Tras ascender los peldaños angostos de
Betel
, llegaron a una minúscula cámara sin ventanas en la que apenas cabían. Divertido ante la expresión desconcertada del cincelador, Michel sacó de su hábito una pequeña campanita y la agitó con fuerza. Dana, sobresaltada al escuchar un seco crujido y ver cómo el muro del fondo se desplazaba hacia un lado, dio un paso atrás. Donde antes estaba la pared, ahora aparecía la figura sonriente de Berenguer. El monje catalán abrió las manos con gesto triunfal, parecía dichoso de que Rodrigo hubiera contemplado su ingenio.
—¿Arquímedes? ¿Vitrubio? —demandó el cincelador con el rostro encendido por la emoción.
—No, Herón de Alejandría.
—Entonces, ¿no son contrapesos?
Berenguer negó con gesto triunfal.
—Uno solo, impulsado con vapor de agua… Hasta un niño podría desplazarla.
Rodrigo se palmeó la frente y puso los ojos en blanco.
—¡Pero eso obligará a tener siempre agua hirviendo!
—En tiempo de paz permanecerá siempre abierta —prosiguió el catalán, sin disimular el orgullo de su logro—, disponible para el bibliotecario; pero si se cierne algún peligro, quedará sellada.
—Pero en caso de asedio no dará tiempo a calentar agua…
—Fuego griego —dijo Berenguer como si la explicación fuera evidente—. El calor que desprende la magistral mezcla bizantina es poderosa y ni siquiera el agua puede apagar el fósforo que contiene.
—¡Ah! —clamó el hispano estrechando al monje entre sus delgados brazos—. Cuando veo estos milagros entiendo vuestra pasión por los escritos clásicos. ¡Cuánta sabiduría ha echado a perder esta necia humanidad! ¡Observa y aprende, Muhammad! —le indicó al joven, que seguía boquiabierto tras aquella inesperada demostración técnica.

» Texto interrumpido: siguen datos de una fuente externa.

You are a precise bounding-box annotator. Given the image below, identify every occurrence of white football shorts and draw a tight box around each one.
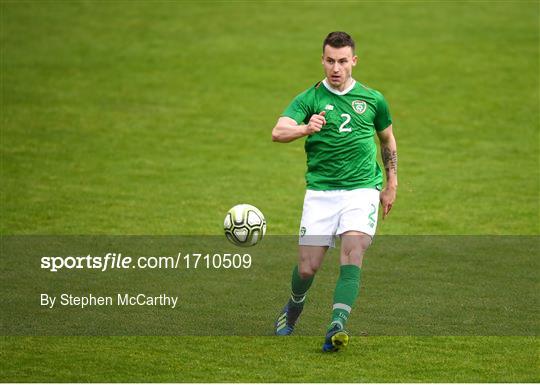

Berenguer, exultante, se acercó a Dana.
—No desaproveches la oportunidad de entrar —le susurró mientras Rodrigo hablaba con el resto de los monjes—, así comprenderás por qué hemos mantenido este lugar aislado con tanto celo. Brian me pidió expresamente que te la mostrara. Hoy es el día.
Michel los observó con expresión torva, pero el monje catalán se mantuvo firme. Ella asintió en silencio, no tenía palabras para mostrar su agradecimiento. Juntos enfilaron un corredor que describía una curva abierta y estaba iluminado por pequeños candiles dispuestos en hornacinas.
—Anillos concéntricos —explicó Berenguer—. La estructura, cuadrada en el exterior, es circular tras los gruesos muros.
—Como el mausoleo de Augusto en Roma…
—Como el trono celestial —corrigió Berenguer.
—
Et in circuito sedis sedilia viginti quatuor et super thronos viginti quatuor seniores sedentes…
—La voz gutural de Michel recorrió el oscuro pasadizo.
La cara interior del corredor tenía aberturas a estancias pequeñas como capillas, y sobre cada dintel se había grabado una leyenda. Dana se dio cuenta de que era la consolidación en piedra de los esbozos ocultos en la talla de la Virgen.
Berenguer se detuvo ante uno de los cubículos y todos permanecieron atentos.
—La biblioteca ocupa tres plantas sobre el
scriptorium
y una subterránea, aprovechando el antiguo
sid
. Los muros y las cámaras han sido restaurados o levantados de nuevo, al igual que el tejado a dos aguas. Ahora estoy trabajando en los obstáculos para protegerla y en el aislamiento de algunas cámaras secretas…
—Ya veo… —adujo Rodrigo con una sonrisa cómplice.
—La estructura interna respeta la que diseñó Patrick O’Brien y emula el modo en que los antiguos concebían el universo. —Los ojos del monje catalán brillaban con satisfacción—. Desde las regiones celestiales en la tercera planta, donde se guardarán las Sagradas Escrituras y la teología, hasta el mundo de las tinieblas en el subterráneo.